Cela n’a l’air de rien, mais il importe de savoir comment l’on pourrait traduire cette expression qui n’a pas surgi par hasard : «Black Lives Matter». Essayer de la traduire, non pas pour cesser de l’utiliser, mais pour comprendre au contraire pourquoi elle s’est imposée et donc ce qu’elle a, précisément, d’intraduisible, qui nous conduit au cœur de l’époque.
Car, c’est le cas de le dire, chaque mot «compte» ici. Et d’abord ce verbe : to matter, que l’on traduit à juste titre par «compter». «Les vies noires comptent». Mais est-ce tout ce que l’on entend dans ce verbe en anglais : to matter ? Non, bien sûr. On y entend aussi autre chose. Comme dans l’expression qui est à coup sûr l’une des origines de ce qui n’est, certes, pas un mot «d’ordre», je veux dire le titre d’un livre capital de Judith Butler : Bodies That Matter. C’est la précision philosophique de son expression qui descend aujourd’hui dans les rues du monde entier (et ce n’est pas rien). Car quel est pour ainsi dire le paradoxe incarné ici par ce verbe : «to matter» ? C’est qu’il va bien sûr vers l’importance de la reconnaissance sociale des vies et des corps tout en insistant, ne serait-ce que métaphoriquement (mais est-ce une métaphore) sur leur «matérialité». To matter, c’est avoir de l’importance, mais comment ne pas y entendre aussi la matière même de nos vies ? Judith Butler, certes, semble avoir tranché : le corps et la différence entre les corps, vivable ou invivable et parfois même tuable, est d’abord inscription, reconnaissance, ou refus de reconnaissance, social et politique. Certains corps comptent et d’autres pas, voilà ce qui compte. Mais est-on si sûr qu’ici le corps n’a plus rien de corporel et la vie n’a plus rien de vital ? Ne perd-on pas cette matérialité de nos vies dans la traduction ? N’est-ce pas cela qui marque et qui insiste ?
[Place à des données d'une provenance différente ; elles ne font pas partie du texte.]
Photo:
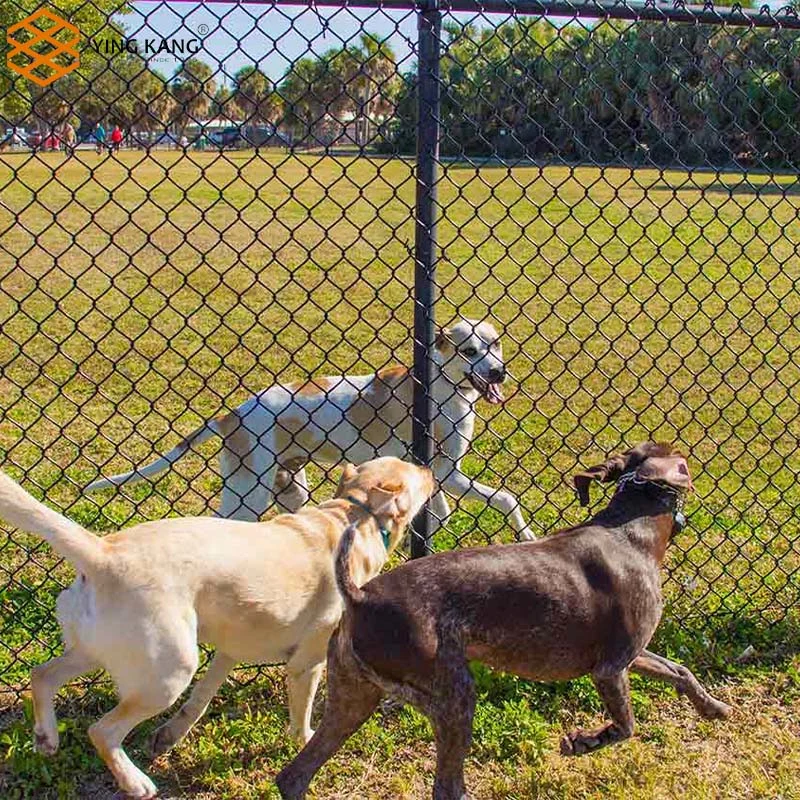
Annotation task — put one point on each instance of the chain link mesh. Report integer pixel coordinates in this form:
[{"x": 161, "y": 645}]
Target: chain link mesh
[{"x": 617, "y": 196}]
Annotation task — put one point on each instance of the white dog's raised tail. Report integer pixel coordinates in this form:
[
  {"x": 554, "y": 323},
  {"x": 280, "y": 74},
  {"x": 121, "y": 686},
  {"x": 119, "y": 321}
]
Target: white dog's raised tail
[
  {"x": 81, "y": 548},
  {"x": 198, "y": 436}
]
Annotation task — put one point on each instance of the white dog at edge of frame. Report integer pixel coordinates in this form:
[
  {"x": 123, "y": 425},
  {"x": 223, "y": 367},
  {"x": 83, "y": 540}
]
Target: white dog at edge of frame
[{"x": 269, "y": 439}]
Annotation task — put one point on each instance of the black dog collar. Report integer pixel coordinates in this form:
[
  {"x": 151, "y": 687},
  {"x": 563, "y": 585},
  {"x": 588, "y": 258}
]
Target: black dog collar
[
  {"x": 385, "y": 535},
  {"x": 680, "y": 497}
]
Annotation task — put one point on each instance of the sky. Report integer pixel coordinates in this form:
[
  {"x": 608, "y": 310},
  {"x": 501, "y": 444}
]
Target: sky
[{"x": 234, "y": 36}]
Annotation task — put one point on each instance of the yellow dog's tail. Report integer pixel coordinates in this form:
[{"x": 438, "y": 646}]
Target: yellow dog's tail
[{"x": 80, "y": 547}]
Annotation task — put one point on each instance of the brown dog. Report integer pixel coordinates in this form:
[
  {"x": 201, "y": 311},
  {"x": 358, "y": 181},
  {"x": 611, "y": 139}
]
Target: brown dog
[{"x": 584, "y": 601}]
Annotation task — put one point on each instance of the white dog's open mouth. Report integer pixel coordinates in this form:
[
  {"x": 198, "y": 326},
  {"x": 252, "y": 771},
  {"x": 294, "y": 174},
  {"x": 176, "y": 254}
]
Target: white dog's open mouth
[{"x": 492, "y": 392}]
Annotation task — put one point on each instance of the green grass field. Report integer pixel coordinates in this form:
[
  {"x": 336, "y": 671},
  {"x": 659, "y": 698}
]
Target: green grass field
[{"x": 139, "y": 295}]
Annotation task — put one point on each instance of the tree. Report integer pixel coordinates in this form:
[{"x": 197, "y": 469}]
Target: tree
[
  {"x": 225, "y": 104},
  {"x": 192, "y": 90},
  {"x": 256, "y": 96},
  {"x": 20, "y": 97}
]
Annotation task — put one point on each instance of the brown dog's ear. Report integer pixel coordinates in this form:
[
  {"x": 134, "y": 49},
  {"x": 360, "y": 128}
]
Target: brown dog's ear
[
  {"x": 388, "y": 499},
  {"x": 348, "y": 473},
  {"x": 444, "y": 343},
  {"x": 672, "y": 470},
  {"x": 610, "y": 470}
]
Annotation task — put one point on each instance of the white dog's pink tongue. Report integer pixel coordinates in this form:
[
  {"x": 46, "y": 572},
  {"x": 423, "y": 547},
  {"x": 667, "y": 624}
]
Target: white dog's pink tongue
[{"x": 494, "y": 394}]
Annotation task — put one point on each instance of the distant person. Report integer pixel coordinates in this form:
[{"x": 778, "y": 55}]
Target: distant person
[
  {"x": 68, "y": 137},
  {"x": 116, "y": 138},
  {"x": 99, "y": 137}
]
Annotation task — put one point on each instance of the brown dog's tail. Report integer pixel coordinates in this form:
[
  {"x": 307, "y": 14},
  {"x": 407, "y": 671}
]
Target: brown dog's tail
[{"x": 350, "y": 592}]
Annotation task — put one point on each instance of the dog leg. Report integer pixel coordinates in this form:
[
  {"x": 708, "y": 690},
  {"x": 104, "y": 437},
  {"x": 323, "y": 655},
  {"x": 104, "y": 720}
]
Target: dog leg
[
  {"x": 351, "y": 700},
  {"x": 440, "y": 511},
  {"x": 459, "y": 485},
  {"x": 454, "y": 708},
  {"x": 46, "y": 680},
  {"x": 655, "y": 666},
  {"x": 107, "y": 735},
  {"x": 615, "y": 693},
  {"x": 291, "y": 489},
  {"x": 172, "y": 731},
  {"x": 302, "y": 687}
]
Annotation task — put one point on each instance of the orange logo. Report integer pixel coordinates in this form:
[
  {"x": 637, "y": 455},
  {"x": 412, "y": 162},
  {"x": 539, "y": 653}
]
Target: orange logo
[{"x": 43, "y": 47}]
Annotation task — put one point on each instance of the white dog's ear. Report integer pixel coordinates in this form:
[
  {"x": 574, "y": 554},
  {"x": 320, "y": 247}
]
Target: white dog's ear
[
  {"x": 389, "y": 499},
  {"x": 443, "y": 343}
]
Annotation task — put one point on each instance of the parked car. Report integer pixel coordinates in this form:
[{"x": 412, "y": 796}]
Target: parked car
[
  {"x": 14, "y": 137},
  {"x": 227, "y": 138},
  {"x": 264, "y": 136}
]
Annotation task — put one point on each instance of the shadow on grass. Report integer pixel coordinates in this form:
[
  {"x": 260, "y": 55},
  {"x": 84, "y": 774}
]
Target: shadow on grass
[{"x": 719, "y": 187}]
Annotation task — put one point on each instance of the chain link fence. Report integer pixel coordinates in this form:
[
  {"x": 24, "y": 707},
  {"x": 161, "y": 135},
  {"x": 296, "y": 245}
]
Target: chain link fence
[{"x": 202, "y": 202}]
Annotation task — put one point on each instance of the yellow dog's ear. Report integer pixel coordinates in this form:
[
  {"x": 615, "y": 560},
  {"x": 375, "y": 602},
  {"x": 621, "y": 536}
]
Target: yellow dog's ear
[
  {"x": 443, "y": 343},
  {"x": 389, "y": 499},
  {"x": 348, "y": 473}
]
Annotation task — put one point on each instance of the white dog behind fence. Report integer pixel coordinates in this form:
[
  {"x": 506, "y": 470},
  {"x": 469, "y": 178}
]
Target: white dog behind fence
[{"x": 269, "y": 439}]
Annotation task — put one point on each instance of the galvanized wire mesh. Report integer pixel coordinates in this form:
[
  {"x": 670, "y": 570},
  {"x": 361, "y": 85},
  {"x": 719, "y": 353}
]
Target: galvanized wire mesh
[{"x": 616, "y": 193}]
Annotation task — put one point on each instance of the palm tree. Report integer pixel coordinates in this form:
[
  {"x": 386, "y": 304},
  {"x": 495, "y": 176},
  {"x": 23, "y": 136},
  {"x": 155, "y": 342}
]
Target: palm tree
[
  {"x": 376, "y": 84},
  {"x": 192, "y": 89},
  {"x": 256, "y": 96}
]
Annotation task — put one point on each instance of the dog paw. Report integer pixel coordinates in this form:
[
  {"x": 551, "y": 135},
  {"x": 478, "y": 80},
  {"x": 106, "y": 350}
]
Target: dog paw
[
  {"x": 717, "y": 710},
  {"x": 578, "y": 744},
  {"x": 138, "y": 786},
  {"x": 45, "y": 745},
  {"x": 162, "y": 742}
]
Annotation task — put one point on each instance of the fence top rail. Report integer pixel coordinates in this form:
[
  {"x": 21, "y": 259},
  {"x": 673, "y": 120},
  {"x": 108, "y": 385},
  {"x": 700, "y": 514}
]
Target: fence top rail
[{"x": 679, "y": 11}]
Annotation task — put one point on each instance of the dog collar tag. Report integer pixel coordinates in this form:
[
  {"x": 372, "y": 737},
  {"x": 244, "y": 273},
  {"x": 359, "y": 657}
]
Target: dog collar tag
[{"x": 385, "y": 535}]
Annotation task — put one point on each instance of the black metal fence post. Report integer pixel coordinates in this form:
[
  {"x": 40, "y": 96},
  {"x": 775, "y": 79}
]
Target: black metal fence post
[{"x": 429, "y": 25}]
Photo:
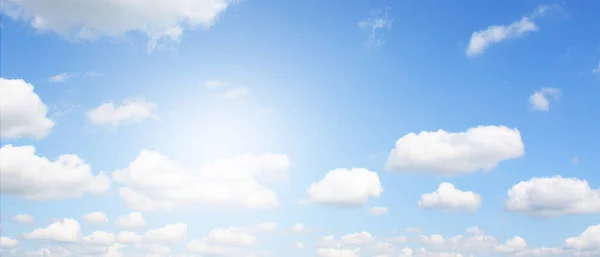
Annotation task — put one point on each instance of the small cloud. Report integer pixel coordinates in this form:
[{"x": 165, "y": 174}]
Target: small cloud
[
  {"x": 375, "y": 24},
  {"x": 236, "y": 93},
  {"x": 214, "y": 83},
  {"x": 540, "y": 101}
]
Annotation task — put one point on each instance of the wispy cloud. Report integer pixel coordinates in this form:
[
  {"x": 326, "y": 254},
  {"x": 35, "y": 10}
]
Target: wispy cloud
[
  {"x": 483, "y": 39},
  {"x": 376, "y": 23}
]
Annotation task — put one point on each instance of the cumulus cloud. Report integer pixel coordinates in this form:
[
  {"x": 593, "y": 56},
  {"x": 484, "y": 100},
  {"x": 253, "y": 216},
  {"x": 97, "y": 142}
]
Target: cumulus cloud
[
  {"x": 23, "y": 219},
  {"x": 24, "y": 115},
  {"x": 483, "y": 39},
  {"x": 448, "y": 198},
  {"x": 153, "y": 182},
  {"x": 161, "y": 22},
  {"x": 130, "y": 110},
  {"x": 347, "y": 187},
  {"x": 34, "y": 177},
  {"x": 553, "y": 196},
  {"x": 378, "y": 211},
  {"x": 131, "y": 221},
  {"x": 540, "y": 101},
  {"x": 448, "y": 153},
  {"x": 67, "y": 230},
  {"x": 95, "y": 218}
]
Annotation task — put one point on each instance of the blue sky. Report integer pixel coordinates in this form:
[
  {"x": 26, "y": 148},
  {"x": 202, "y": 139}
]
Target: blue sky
[{"x": 233, "y": 121}]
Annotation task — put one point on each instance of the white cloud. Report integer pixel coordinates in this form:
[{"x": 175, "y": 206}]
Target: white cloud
[
  {"x": 236, "y": 93},
  {"x": 170, "y": 233},
  {"x": 513, "y": 245},
  {"x": 446, "y": 153},
  {"x": 214, "y": 83},
  {"x": 67, "y": 230},
  {"x": 100, "y": 238},
  {"x": 553, "y": 196},
  {"x": 159, "y": 21},
  {"x": 23, "y": 113},
  {"x": 8, "y": 243},
  {"x": 154, "y": 182},
  {"x": 347, "y": 187},
  {"x": 334, "y": 252},
  {"x": 95, "y": 218},
  {"x": 298, "y": 228},
  {"x": 23, "y": 219},
  {"x": 539, "y": 100},
  {"x": 130, "y": 110},
  {"x": 449, "y": 198},
  {"x": 588, "y": 240},
  {"x": 134, "y": 220},
  {"x": 34, "y": 177},
  {"x": 378, "y": 211},
  {"x": 483, "y": 39}
]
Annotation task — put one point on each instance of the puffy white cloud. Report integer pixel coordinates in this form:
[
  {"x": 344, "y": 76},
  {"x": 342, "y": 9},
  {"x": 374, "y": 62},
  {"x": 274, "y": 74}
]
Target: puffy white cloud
[
  {"x": 346, "y": 187},
  {"x": 539, "y": 99},
  {"x": 588, "y": 240},
  {"x": 236, "y": 93},
  {"x": 513, "y": 245},
  {"x": 24, "y": 115},
  {"x": 154, "y": 182},
  {"x": 95, "y": 218},
  {"x": 67, "y": 230},
  {"x": 553, "y": 196},
  {"x": 8, "y": 243},
  {"x": 446, "y": 153},
  {"x": 170, "y": 233},
  {"x": 378, "y": 211},
  {"x": 335, "y": 252},
  {"x": 23, "y": 219},
  {"x": 449, "y": 198},
  {"x": 100, "y": 238},
  {"x": 130, "y": 110},
  {"x": 34, "y": 177},
  {"x": 481, "y": 40},
  {"x": 134, "y": 220},
  {"x": 161, "y": 22}
]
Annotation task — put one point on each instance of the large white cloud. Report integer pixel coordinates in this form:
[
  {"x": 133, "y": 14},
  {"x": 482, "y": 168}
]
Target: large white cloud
[
  {"x": 553, "y": 196},
  {"x": 23, "y": 113},
  {"x": 448, "y": 198},
  {"x": 130, "y": 110},
  {"x": 447, "y": 153},
  {"x": 34, "y": 177},
  {"x": 483, "y": 39},
  {"x": 67, "y": 230},
  {"x": 88, "y": 20},
  {"x": 155, "y": 182},
  {"x": 346, "y": 187}
]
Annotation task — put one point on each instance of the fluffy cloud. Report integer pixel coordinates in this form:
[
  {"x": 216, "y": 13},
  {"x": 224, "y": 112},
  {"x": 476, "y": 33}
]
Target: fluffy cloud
[
  {"x": 67, "y": 230},
  {"x": 23, "y": 219},
  {"x": 346, "y": 187},
  {"x": 130, "y": 110},
  {"x": 8, "y": 243},
  {"x": 446, "y": 153},
  {"x": 134, "y": 220},
  {"x": 588, "y": 240},
  {"x": 553, "y": 196},
  {"x": 95, "y": 218},
  {"x": 161, "y": 22},
  {"x": 154, "y": 182},
  {"x": 539, "y": 100},
  {"x": 449, "y": 198},
  {"x": 378, "y": 211},
  {"x": 23, "y": 113},
  {"x": 483, "y": 39},
  {"x": 34, "y": 177}
]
Pourtant, si nous devions traduire, nous irions plus loin encore, dans un premier temps, dans le sens de la reconnaissance sociale et politique ! Nous irions plus loin que «compter». Nous irions jusqu’à dire et à traduire, et pas seulement par souci d’euphonie revendicatrice : «Vies noires égalité». Car ce que demande ce cri arraché à un étouffement, c’est le refus d’une discrimination criminelle.
C’est, en effet, de compter autant, autant que les autres corps et les autres vies c’est-à-dire, en principe, entre les humains, absolument. C’est l’égalité. Ce que l’on entend d’ailleurs aussi dans cette autre expression intraduisible : «MeToo». Elle ne veut pas dire seulement «moi aussi, cela m’est arrivé», mais «moi aussi, je veux être reconnu·e».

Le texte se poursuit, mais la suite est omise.